Editor’s note: This story has been updated to reflect more accurately the percentage of funding raised for this project.
The Waller Creek Conservancy celebrated the official ground breaking of the Waller Creek project at Waterloo Park on Wednesday morning. The project consists of a chain of urban parks along the restored Waller Creek in downtown Austin, running 1.5 miles from Lady Bird Lake to 15th Street between Trinity Street and I-35.
When complete, in approximately 10 years, the parks will cover 37 acres. The project is estimated to cost $230 million.
The Waterloo Park phase of the project is the largest and is projected to open in late 2019 and cost $64 million.
The Waller Creek Conservancy has raised more than 60 percent of the costs for Waterloo Park through a combination of city of Austin funding and private donations.

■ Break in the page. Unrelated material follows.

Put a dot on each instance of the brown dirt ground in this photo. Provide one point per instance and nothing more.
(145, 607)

The landscape architectural firm Michael van Valkenburgh and Associates, selected by a competition jury organized by the Conservancy, will design the parks according to a plan adopted by the Austin City Council in 2013.
In 2015, the conservancy hired CEO Peter Mullan, former executive vice president of Friends of the High Line. The High Line is a public, elevated and linear park in New York City that was built on the former New York Central Railroad track. Since opening in 2009, it has seen more than 4.5 million visitors annually and served as a model for urban planning, innovation and design, he said.
“Waller Creek will represent a new kind of public open space for the city of Austin, but one that taps into Austin’s core DNA,” Mullan said in a news release. “Waller Creek will be a place where members of the entire community can come together and celebrate their shared identity as Austinites.”
The finished project will feature 3 miles of new bicycle and pedestrian trails, art exhibition spaces, an amphitheater for musical and cultural performances and educational community programming.
Council Member Sabino “Pio” Renteria grew up playing in Waller Creek, attending the nearby Palm School and playing in Palm Park. He spoke to the crowd at the groundbreaking, saying he remembers seeing a cat swim across the creek as a child through the crystal clear water.
“There is a rich history of community here and the Waller Creek Conservancy builds on that tradition of connecting people to one another in a natural, outdoor setting,” Renteria said in the release.